Keep Your Old Car or Get a New One?

Thu, 7/5/2018 - 9:23 pm by Kirsten Rincon

One of the most common myths that many car owners believe is that it’s cheaper to buy a new car than to continue fixing the one they’ve been using for years. But, you just need to do some simple math to see that this claim is not completely true.

Most people use their cars for at least 5 years before they start thinking about replacing them with new ones. After you’ve been driving your car for 5-6 years, it’s only natural that certain defects are going to start emerging more frequently and it will probably not be cheap to fix them. At this point, you are likely to be paying at least $1,000 a year for repairs. In addition, you have to factor in gas costs, which will be higher as compared to a new car, as well as auto insurance.

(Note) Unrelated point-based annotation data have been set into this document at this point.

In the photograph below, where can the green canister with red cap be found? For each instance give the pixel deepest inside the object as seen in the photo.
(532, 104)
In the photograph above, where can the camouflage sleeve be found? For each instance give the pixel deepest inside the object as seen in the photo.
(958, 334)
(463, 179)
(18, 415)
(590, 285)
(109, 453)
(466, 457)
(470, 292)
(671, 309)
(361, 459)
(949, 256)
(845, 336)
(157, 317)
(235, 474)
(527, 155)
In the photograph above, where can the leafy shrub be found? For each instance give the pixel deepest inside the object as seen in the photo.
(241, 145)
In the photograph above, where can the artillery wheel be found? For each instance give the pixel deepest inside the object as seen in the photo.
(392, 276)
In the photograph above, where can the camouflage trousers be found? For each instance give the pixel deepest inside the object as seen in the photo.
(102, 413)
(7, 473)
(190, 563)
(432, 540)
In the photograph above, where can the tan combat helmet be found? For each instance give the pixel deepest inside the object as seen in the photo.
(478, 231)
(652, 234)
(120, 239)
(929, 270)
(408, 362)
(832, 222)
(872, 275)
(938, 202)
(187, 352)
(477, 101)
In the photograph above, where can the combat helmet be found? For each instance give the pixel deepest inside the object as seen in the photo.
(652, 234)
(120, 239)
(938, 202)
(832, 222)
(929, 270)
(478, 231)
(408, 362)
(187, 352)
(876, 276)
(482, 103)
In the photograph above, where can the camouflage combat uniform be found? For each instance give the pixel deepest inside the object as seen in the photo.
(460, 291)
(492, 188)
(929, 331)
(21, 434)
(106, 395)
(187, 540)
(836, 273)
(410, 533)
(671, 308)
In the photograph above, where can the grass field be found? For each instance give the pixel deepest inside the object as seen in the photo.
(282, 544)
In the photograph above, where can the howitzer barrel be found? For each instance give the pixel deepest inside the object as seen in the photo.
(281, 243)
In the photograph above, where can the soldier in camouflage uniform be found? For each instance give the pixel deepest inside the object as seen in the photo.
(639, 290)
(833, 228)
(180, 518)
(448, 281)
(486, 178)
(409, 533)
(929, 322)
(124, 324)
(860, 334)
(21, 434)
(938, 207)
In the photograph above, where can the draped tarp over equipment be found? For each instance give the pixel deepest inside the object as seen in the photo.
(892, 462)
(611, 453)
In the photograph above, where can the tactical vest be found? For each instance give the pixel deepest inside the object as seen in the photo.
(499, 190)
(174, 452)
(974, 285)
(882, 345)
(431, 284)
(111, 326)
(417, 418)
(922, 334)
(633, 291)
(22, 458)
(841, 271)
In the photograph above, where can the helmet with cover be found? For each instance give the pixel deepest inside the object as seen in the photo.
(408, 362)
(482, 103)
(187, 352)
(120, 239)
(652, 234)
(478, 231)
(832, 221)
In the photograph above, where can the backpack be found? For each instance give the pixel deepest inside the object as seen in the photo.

As the car gets older, repair and maintenance costs will only go higher and at some point, they will reach $3,000, $4,000 and $5,000. This is not a small amount, and a lot of people believe that buying a new car is a more cost-effective solution. But, you have to compare these costs to the costs of buying a new car. When you buy a new car, unless you can afford to pay cash for it, you must take into consideration that you will have to make monthly payments that will surely cost a couple of hundreds of dollars for about 5 years. A lot of people are forgetting that after a couple of years, your car will be paid off and you won’t have to worry about monthly loan payments any more. That’s a fact that shouldn’t be overlooked. Also, insuring a new car costs more than insuring a used one, due to the fact that new cars are more expensive.

However, if your car starts repeatedly experiencing the same serious defects that cost a lot of money to repair, you should start thinking about replacing it. In general, if repair bills for your old car exceed $3,000, it might be more worthwhile to buy a new car.